L’augmentation du risque de cancer cutané lié à la prise d’hydrochlorothiazide pose un problème difficile.

dimanche 10 février 2019, par Dominique Dupagne

L’hydrochlorothiazide est un traitement majeur de l’hypertension artérielle, mais il augmente le risque de certains cancers de la peau. Il ne s’agit pas des redoutables mélanomes, les cancers concernés sont peu dangereux et s’enlèvent facilement quand ils sont de petite taille. Pour autant, est-il envisageable de continuer à prescrire et à utiliser ce médicament ? La réponse n’est pas simple et cet article a pour but de fournir aux patients et aux médecins une information claire et objective.

L’hydrochlorothiazide est un médicament diurétique. Il modifie l’élimination de sels minéraux par les reins, et notamment de sodium impliqué dans l’excès de pression du sang dans les artères. L’hydrochlorothiazide (abrégé HCT ou HCTZ) est utilisé avec succès depuis plus de 50 ans dans le traitement de l’hypertension artérielle.

C’est un médicament efficace, bien supporté et surtout qui a fait ses preuves : non seulement il fait baisser la tension artérielle, mais il a confirmé par des études concordantes qu’il diminuait le risque d’accident vasculaire cérébral (AVC) sans effets indésirables importants.

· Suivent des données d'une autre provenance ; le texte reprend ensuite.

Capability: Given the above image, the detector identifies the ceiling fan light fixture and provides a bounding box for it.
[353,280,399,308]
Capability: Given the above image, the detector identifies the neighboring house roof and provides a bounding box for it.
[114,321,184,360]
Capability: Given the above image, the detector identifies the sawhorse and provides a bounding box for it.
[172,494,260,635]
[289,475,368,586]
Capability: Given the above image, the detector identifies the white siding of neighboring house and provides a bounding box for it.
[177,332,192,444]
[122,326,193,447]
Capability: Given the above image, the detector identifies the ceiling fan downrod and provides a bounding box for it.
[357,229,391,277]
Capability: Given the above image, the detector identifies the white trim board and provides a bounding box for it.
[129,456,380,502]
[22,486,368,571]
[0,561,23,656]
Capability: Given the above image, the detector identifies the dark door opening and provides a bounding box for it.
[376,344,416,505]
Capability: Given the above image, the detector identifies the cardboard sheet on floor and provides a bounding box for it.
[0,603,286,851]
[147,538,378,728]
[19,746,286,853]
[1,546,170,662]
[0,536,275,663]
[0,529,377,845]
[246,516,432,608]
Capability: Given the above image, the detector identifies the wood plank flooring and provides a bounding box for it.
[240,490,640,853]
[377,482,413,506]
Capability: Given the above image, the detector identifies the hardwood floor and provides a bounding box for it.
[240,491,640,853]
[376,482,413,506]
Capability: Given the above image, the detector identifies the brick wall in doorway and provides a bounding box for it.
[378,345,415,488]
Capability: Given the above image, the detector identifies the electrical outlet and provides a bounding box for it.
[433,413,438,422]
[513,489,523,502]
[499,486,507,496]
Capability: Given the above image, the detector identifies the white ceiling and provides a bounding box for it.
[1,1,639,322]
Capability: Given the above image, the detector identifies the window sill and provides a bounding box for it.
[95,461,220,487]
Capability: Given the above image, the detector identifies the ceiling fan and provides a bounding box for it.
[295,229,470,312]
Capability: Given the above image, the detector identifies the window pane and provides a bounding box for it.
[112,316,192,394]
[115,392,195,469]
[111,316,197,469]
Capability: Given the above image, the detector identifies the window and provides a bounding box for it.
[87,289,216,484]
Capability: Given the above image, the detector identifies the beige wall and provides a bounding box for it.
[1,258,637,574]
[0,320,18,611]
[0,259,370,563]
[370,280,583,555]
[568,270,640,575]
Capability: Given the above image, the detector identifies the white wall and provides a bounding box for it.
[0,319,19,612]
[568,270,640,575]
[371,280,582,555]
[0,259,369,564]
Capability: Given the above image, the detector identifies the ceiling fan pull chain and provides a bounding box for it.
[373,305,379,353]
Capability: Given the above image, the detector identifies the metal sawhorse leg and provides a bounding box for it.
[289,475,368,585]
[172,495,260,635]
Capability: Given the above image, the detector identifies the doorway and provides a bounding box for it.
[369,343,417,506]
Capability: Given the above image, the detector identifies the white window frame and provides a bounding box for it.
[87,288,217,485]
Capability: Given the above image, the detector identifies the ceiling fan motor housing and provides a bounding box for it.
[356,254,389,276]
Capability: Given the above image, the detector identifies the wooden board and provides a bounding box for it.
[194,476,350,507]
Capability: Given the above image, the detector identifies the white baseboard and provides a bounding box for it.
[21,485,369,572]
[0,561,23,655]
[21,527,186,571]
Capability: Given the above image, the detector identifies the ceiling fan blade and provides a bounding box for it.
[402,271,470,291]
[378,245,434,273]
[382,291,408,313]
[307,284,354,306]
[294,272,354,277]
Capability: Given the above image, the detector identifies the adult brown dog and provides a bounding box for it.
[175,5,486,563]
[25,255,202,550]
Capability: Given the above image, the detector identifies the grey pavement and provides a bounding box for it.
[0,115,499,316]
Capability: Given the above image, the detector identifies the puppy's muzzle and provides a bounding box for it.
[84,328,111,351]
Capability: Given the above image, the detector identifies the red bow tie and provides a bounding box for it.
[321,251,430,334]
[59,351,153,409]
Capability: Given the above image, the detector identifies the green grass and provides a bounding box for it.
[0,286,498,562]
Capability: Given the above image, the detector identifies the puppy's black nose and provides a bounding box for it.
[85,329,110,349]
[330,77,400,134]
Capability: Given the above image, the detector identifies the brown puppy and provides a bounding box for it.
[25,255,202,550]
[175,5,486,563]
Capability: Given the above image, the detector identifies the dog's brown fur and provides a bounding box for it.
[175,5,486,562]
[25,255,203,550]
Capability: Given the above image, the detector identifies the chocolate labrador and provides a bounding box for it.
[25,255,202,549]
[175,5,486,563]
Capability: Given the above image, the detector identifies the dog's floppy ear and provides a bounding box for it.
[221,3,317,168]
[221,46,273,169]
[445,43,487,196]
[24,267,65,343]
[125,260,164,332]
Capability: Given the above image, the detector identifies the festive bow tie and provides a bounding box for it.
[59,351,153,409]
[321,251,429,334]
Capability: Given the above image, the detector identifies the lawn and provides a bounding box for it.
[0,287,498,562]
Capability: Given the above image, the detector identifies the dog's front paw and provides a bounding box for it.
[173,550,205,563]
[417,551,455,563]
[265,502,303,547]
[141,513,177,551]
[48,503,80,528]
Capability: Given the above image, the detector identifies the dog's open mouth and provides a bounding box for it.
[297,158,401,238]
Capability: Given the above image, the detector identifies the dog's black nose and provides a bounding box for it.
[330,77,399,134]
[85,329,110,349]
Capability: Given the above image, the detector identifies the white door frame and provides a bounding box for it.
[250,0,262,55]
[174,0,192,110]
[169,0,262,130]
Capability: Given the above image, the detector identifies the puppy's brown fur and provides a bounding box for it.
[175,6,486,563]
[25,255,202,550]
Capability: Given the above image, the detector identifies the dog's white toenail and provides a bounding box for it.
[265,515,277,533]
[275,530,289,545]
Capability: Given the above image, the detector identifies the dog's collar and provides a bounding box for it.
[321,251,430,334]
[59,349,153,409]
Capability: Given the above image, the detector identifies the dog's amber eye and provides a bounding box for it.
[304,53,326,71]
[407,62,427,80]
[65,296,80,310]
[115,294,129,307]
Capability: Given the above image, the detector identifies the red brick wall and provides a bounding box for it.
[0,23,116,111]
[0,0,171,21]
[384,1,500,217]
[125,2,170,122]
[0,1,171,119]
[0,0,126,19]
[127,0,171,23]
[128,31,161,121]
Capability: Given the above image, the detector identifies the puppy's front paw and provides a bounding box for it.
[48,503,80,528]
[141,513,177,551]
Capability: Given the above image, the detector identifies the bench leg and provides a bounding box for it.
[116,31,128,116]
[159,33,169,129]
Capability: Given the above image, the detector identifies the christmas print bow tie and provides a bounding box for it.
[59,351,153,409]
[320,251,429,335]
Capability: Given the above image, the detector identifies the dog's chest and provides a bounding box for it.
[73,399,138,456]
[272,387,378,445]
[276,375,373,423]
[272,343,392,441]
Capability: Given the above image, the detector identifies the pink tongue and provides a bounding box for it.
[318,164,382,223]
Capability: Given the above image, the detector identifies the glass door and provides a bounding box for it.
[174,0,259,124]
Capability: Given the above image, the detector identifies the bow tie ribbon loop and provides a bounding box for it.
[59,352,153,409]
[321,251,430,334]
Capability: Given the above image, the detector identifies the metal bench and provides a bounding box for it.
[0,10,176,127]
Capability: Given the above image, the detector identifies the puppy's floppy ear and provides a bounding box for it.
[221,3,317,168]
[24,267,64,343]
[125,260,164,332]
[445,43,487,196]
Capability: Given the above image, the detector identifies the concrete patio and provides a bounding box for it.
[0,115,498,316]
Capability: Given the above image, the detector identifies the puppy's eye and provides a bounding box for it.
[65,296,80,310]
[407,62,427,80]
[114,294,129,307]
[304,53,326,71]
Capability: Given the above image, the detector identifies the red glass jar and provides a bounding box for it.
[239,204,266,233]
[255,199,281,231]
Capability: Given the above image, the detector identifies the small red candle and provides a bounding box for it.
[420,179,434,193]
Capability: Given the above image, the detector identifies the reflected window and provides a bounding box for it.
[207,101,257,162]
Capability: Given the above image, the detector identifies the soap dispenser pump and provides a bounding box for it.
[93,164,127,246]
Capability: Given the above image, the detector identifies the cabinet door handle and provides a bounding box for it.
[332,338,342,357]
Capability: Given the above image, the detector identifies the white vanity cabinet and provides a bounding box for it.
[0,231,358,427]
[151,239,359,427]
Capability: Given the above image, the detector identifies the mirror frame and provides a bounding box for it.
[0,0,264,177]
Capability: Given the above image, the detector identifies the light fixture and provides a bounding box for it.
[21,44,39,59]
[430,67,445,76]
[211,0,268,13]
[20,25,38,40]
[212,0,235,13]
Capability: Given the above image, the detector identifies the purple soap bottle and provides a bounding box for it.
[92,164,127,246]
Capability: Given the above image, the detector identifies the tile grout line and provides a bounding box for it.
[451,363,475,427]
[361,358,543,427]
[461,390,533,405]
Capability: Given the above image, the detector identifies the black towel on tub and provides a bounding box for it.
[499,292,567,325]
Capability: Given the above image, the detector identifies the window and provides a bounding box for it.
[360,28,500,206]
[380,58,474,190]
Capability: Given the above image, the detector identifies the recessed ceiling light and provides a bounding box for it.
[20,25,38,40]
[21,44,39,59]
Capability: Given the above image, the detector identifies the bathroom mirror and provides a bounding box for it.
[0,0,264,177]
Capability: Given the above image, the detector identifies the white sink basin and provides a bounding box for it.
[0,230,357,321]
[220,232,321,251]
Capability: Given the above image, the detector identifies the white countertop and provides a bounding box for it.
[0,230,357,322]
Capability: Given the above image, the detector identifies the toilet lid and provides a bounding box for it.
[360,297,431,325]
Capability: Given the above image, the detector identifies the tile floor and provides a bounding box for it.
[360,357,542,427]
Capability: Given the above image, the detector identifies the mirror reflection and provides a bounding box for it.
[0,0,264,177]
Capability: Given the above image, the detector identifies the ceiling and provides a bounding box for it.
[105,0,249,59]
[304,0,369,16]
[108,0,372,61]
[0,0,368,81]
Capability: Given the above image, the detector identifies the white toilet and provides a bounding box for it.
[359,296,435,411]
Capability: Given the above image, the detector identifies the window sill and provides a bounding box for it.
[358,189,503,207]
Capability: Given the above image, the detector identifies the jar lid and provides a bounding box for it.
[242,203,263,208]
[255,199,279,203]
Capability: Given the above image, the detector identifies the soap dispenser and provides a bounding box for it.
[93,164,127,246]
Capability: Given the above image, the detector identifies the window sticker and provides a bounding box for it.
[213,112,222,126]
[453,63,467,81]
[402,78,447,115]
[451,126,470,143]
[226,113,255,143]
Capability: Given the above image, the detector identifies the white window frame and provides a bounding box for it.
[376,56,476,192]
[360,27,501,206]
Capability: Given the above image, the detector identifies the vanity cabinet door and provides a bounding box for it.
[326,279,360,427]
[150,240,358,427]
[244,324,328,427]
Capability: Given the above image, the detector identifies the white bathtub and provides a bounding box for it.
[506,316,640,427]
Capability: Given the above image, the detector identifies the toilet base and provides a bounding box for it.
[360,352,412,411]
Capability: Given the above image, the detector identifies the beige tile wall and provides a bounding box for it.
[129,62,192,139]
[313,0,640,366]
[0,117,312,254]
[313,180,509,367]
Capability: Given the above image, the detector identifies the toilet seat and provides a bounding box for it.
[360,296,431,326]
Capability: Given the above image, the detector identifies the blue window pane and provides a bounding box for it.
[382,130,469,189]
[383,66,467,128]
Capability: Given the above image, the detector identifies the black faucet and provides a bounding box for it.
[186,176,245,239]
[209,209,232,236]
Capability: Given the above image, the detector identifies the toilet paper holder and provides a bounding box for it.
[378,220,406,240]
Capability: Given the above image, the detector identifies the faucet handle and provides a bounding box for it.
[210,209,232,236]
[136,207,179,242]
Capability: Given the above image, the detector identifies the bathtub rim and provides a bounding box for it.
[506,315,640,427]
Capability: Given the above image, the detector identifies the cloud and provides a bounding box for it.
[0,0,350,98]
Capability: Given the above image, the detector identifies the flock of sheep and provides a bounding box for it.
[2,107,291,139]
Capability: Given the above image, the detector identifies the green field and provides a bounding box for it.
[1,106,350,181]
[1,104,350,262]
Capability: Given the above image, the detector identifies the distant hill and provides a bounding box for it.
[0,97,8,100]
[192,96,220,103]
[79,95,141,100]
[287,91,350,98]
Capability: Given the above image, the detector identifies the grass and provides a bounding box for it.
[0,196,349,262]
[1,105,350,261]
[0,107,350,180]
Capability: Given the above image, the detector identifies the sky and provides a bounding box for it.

L’HCTZ est vendu en France sous le nom de marque ESIDREX, mais il surtout présent dans des médicaments associant plusieurs molécules active sur l’hypertension artérielle. Voici quelques noms de ces médicaments combinés contenant de l’HCTZ :

ACUILIX - ALTEISDUO - AMILORIDE HYDROCHLOROTHIAZIDE - BENAZEPRIL/HYDROCHLOROTHIAZIDE - BRIAZIDE - CANDESARTAN/HYDROCHLOROTHIAZIDE ARROW - CAPTOPRIL/HYDROCHLOROTHIAZIDE ACTAVIS - CIBADREX - COAPROVEL - COKENZEN - CONEBILOX - COOLMETEC - CO-RENITEC - COTAREG - COTEOULA - COTRIATEC - ENALAPRIL/HYDROCHLOROTHIAZIDE - EXFORGE HCT - FORTZAAR - FOSINOPRIL/HYDROCHLOROTHIAZIDE - HYTACAND - HYZAAR - IFIRMACOMBI - IRBESARTAN/HYDROCHLOROTHIAZIDE - LISINOPRIL HYDROCHLOROTHIAZIDE - LODOZ - LOSARTAN/HYDROCHLOROTHIAZIDE - MICARDISPLUS - MODUCREN - MODURETIC - NISISCO - PRESTOLE - PRITORPLUS - QUINAPRIL/HYDROCHLOROTHIAZIDE - RAMIPRIL/HYDROCHLOROTHIAZIDE - TELMISARTAN/HYDROCHLOROTHIAZIDE - TEMERITDUO - VALSARTAN/HYDROCHLOROTHIAZIDE - WYTENS - ZESTORETIC - ZOFENILDUO

Extrait d’une recherche sur la Base de données publiques sur le médicament avec la substance hydrochlorothiazide. Il existe en France plus de 300 médicaments contenant de l’HCTZ

Qu’il soit utilisé seul ou associé à d’autres médicaments, l’HCTZ est pris quotidiennement pas des millions de français. C’est un des médicaments les plus prescrits dans le monde : efficace, bien étudié, bien supporté, économique. Il avait tout pour lui !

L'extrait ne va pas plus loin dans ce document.